Псы Господни (Domini Canes) | страница 70
— Что там? — надтреснутым голосом спросил Илья.
…да-да-да! что там?! ты убил его убил ножом ты убил Лёшку убил навсегда…
— Он ушёл, — сказал Сашка. По лицу его катились слёзы. — Он ушёл.
Где-то далеко-далеко, на самом краю слышимости, мощно вздохнуло что-то огромное… и через несколько секунд пласты неподвижного тумана лениво взвихрил слабый порыв пахнущего сырым мясом воздуха.
«До войны дедушка Григорий работал в железнодорожном депо в Балашове. Родом из донских казаков, перебравшихся после революции в город — роста невысокого, рыжий, живой, своенравный. Состоял в числе лидеров профсоюза железнодорожников. Справедливый был человек, жёсткий и честный. Уж кому он там на хвост наступил, так и осталось неизвестным, да только пришли однажды ночью люди в кожанках и увезли мужика в «воронке». Известное дело — тогда всё быстро делалось. Слава Богу, не расстреляли — отправили в трудовые лагеря.
А бабушка с двумя детьми на улице оказалась: семья «врага народа» как-никак. Квартирку их быстро к рукам прибрали, с работы уволили, а родные отвернулись. Все разом, как один. Знать, мол, не знаем. Из-за твоего муженька жизнь портить? Уволь — уж давай сама как-нибудь. Вот так вот — ни работы, ни угла своего.

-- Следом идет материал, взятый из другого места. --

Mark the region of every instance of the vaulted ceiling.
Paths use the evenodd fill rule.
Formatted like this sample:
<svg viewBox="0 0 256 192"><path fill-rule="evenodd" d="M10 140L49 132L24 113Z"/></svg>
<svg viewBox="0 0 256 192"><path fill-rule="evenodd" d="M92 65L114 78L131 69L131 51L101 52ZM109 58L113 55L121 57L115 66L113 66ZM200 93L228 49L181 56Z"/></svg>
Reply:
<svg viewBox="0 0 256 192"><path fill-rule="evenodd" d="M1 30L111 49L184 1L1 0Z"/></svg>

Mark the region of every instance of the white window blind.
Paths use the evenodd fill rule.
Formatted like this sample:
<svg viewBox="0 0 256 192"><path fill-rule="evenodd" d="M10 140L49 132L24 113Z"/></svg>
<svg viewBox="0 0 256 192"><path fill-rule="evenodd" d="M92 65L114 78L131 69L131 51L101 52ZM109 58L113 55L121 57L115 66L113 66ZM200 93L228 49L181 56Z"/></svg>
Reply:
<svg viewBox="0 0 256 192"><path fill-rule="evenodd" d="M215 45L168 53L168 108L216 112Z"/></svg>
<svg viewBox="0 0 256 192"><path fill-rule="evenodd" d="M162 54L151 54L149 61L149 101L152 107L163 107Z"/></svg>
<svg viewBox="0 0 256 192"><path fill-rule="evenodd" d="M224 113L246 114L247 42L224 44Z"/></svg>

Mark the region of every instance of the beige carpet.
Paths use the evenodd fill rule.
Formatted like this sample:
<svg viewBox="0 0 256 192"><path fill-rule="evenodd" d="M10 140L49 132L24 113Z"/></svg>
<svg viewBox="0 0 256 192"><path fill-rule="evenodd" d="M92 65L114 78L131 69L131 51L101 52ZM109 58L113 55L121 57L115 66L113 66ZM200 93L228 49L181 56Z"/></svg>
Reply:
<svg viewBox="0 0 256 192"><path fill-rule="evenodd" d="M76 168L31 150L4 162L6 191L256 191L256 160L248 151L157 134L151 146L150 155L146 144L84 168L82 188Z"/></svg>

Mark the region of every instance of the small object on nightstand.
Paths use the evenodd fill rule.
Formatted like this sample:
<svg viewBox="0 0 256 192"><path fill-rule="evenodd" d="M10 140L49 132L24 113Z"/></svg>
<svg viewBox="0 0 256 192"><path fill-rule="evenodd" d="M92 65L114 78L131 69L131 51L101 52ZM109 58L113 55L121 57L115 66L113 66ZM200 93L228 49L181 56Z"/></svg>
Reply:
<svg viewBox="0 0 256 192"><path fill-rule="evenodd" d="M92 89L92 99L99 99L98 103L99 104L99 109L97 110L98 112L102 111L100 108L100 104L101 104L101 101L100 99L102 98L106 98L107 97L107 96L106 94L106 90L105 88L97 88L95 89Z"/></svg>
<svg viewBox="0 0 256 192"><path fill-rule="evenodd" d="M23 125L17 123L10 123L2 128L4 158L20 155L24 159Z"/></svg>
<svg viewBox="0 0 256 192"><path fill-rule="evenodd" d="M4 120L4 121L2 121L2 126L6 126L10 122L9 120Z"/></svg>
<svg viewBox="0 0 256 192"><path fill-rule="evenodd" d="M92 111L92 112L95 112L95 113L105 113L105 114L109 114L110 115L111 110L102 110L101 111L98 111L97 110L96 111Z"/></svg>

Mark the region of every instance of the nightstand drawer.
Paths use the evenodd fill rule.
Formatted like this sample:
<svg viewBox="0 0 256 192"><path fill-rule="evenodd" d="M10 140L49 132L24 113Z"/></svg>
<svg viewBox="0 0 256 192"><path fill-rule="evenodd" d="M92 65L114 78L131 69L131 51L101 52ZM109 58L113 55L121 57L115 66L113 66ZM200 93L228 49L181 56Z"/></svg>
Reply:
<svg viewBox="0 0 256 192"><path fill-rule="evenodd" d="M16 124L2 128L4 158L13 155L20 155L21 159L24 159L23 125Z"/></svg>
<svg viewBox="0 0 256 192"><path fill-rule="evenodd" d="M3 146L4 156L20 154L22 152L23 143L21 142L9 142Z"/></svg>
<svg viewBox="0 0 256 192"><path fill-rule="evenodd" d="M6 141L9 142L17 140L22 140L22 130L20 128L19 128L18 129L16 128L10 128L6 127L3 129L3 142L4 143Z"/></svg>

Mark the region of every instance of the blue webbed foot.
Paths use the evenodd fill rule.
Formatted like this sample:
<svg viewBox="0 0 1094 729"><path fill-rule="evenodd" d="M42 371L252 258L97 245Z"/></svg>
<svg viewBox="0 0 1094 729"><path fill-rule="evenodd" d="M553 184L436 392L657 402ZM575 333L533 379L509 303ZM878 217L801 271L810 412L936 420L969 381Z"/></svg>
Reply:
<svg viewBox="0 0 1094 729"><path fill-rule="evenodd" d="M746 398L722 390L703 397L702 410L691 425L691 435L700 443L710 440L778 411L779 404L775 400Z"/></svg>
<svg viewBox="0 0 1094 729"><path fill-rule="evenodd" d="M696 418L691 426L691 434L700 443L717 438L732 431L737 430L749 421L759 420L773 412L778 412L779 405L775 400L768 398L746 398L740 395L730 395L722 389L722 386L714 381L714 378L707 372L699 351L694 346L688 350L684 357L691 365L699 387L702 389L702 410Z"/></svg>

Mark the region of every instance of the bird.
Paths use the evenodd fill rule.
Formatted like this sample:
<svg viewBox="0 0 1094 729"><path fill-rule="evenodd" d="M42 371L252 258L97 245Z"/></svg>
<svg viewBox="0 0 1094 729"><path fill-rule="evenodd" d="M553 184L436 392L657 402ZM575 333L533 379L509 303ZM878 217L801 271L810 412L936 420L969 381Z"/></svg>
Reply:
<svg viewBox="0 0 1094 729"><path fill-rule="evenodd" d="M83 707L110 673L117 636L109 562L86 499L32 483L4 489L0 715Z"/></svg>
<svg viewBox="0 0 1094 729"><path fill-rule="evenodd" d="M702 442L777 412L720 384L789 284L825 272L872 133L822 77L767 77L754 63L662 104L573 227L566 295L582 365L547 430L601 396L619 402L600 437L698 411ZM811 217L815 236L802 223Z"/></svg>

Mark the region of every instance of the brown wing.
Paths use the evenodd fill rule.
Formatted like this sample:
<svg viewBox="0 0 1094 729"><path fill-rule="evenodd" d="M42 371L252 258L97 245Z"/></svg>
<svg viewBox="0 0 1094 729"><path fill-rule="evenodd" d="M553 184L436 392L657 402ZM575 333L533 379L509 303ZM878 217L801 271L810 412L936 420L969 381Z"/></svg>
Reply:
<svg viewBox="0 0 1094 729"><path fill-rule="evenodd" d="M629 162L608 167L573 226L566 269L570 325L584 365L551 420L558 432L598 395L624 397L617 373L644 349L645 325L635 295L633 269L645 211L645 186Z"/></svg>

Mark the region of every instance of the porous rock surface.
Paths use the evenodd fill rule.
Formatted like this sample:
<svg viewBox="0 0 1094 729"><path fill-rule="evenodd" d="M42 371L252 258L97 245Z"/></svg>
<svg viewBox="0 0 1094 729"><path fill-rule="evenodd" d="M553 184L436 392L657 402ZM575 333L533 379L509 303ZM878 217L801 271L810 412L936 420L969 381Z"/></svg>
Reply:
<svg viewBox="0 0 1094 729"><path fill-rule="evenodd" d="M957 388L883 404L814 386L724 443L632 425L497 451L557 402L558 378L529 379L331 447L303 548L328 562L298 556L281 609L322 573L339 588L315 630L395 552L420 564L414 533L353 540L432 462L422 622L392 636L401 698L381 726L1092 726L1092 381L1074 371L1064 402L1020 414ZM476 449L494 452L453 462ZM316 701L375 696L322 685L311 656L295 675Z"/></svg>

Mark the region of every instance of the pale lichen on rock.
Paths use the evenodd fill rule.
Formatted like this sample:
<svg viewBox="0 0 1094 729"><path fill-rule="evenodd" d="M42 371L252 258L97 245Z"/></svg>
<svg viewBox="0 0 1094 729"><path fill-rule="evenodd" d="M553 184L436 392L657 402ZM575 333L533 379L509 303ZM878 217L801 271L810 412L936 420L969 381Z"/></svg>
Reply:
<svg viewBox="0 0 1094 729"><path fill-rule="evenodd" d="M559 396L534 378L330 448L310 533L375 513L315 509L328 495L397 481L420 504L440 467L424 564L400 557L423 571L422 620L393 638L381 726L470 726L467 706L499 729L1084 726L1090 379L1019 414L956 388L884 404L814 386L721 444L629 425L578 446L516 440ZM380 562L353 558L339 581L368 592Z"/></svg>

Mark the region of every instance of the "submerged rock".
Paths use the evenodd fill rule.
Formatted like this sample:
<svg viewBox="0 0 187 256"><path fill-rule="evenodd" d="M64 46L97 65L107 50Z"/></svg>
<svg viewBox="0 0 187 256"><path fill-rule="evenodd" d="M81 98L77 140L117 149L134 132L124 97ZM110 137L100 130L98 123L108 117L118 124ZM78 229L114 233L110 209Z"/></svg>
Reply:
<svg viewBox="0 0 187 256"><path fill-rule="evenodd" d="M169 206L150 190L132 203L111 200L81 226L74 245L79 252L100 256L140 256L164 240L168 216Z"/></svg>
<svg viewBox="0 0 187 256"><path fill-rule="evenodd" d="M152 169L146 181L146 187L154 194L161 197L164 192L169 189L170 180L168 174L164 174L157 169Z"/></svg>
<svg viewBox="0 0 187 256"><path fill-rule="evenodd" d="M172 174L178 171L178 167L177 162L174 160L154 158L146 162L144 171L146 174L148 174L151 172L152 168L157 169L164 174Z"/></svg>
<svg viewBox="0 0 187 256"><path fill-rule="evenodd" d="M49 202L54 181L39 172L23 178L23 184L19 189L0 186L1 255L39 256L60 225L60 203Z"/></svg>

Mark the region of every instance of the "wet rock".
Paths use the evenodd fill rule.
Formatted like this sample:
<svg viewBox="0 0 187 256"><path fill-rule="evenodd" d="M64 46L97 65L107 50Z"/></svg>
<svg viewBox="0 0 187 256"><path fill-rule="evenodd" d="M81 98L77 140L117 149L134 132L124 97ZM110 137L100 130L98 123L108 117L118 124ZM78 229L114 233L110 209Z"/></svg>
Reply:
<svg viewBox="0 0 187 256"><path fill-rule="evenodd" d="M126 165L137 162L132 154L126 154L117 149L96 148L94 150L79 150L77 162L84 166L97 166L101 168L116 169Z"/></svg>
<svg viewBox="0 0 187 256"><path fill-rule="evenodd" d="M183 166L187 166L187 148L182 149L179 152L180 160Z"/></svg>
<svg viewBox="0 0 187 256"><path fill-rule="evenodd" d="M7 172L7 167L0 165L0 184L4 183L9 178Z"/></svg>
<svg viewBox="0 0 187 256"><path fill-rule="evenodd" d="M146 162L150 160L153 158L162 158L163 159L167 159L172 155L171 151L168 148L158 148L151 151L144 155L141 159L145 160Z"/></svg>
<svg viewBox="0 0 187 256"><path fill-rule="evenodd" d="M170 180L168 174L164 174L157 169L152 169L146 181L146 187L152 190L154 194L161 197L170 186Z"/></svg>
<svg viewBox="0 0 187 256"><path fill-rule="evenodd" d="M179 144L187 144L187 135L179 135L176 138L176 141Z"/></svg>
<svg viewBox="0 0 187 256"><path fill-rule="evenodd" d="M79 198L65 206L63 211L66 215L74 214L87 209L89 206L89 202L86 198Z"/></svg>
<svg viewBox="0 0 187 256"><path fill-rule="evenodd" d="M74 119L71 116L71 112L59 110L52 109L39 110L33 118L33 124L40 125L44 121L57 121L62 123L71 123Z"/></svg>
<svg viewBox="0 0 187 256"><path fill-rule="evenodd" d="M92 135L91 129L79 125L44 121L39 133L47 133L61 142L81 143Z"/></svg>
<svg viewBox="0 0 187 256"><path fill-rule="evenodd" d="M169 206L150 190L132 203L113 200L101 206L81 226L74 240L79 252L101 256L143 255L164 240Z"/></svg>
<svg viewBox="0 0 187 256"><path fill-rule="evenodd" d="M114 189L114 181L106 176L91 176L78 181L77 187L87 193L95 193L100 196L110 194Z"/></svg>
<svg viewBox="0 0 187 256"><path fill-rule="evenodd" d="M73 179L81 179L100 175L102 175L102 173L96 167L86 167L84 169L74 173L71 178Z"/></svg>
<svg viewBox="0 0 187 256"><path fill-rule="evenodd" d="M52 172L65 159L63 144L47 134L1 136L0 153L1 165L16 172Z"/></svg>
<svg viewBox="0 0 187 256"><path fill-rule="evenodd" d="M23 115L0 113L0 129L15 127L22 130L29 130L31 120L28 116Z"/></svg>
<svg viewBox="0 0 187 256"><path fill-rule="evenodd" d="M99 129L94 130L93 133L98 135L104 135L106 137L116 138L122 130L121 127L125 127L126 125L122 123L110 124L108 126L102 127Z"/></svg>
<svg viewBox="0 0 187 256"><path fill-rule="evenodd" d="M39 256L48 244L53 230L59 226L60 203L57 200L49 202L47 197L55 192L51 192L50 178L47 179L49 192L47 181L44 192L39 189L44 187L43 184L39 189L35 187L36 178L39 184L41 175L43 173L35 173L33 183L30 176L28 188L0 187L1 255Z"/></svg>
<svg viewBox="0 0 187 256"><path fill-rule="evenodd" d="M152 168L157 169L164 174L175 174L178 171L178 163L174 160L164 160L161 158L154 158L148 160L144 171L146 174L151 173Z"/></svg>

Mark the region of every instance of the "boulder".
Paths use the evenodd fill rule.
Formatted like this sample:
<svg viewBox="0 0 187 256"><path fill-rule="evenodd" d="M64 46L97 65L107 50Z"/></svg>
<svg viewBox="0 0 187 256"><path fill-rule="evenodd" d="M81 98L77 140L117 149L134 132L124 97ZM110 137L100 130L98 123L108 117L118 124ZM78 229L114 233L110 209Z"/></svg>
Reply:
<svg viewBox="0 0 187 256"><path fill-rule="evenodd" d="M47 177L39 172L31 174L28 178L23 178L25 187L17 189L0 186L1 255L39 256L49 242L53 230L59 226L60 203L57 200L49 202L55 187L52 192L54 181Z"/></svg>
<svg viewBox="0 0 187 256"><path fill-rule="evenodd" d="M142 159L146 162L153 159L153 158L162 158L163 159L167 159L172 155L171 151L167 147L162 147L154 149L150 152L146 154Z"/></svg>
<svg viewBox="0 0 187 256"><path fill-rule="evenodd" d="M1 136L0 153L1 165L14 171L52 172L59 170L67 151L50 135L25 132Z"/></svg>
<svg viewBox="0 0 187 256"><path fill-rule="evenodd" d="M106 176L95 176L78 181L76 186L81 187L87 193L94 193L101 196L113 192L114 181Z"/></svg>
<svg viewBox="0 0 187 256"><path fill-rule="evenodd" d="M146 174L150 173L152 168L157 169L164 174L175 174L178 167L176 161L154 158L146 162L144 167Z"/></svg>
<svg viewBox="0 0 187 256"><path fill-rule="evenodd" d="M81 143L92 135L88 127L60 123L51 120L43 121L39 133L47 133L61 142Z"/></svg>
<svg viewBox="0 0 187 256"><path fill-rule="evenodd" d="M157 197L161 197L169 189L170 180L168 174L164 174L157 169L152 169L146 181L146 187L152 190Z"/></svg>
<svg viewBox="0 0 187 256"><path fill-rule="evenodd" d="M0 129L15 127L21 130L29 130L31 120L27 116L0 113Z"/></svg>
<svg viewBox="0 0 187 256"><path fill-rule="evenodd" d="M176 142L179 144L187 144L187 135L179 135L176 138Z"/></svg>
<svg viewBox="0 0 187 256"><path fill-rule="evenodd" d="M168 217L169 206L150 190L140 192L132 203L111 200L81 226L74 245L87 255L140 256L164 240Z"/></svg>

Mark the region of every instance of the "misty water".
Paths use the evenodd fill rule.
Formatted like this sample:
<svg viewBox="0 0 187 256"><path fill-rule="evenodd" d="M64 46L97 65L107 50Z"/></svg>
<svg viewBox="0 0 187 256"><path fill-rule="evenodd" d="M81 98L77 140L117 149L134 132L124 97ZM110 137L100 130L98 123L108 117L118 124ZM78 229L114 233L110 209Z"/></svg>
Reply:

Приютила Надежду Ивановну с дочкой Тамарой и сыном Сергеем дальняя родственница в Златоусте. Так, седьмая вода на киселе, непонятно кем и как им приходится. Однако жила баба Дуня одна в маленьком домике на самой окраине. Там и войну встретили. Надежда Ивановна ходила по людям — стирала, мыла за копейки или за продукты. Баба Дуня за жалким хозяйством, да за ребятишками приглядывала.
Ох, и несладко жилось! Голодали. Дети собирали по огородам корешки, крапиву и щавель — варили похлёбку. В лесу — грибы, ягоды, орешки иногда попадались. Папа рассказывал — налопаются с Тамаркой зелёных орехов и диких яблок, потом пузом маются. Бывало, рыбки наловят — и скорее домой, пока никто не увидел и не отобрал. Чудом купленную по весне проросшую картошку высаживали на огородике. Баба Дуня строго следила: «Ребятки, глазки-то аккуратно вырезайте — из этих росточков потом цельный кустик картохи вырастет — будет что покушать». Дети аккуратно, высунув от усердия языки, разрезали сморщенные клубни на кусочки. На каждом — росточек. А из оставшихся обрезков и счищенной кожуры — опять же похлёбку варили. А зимой и вовсе плохо было. Папа так всю жизнь потом и мучился, как он говорил, «кишками» — наследие военного детства.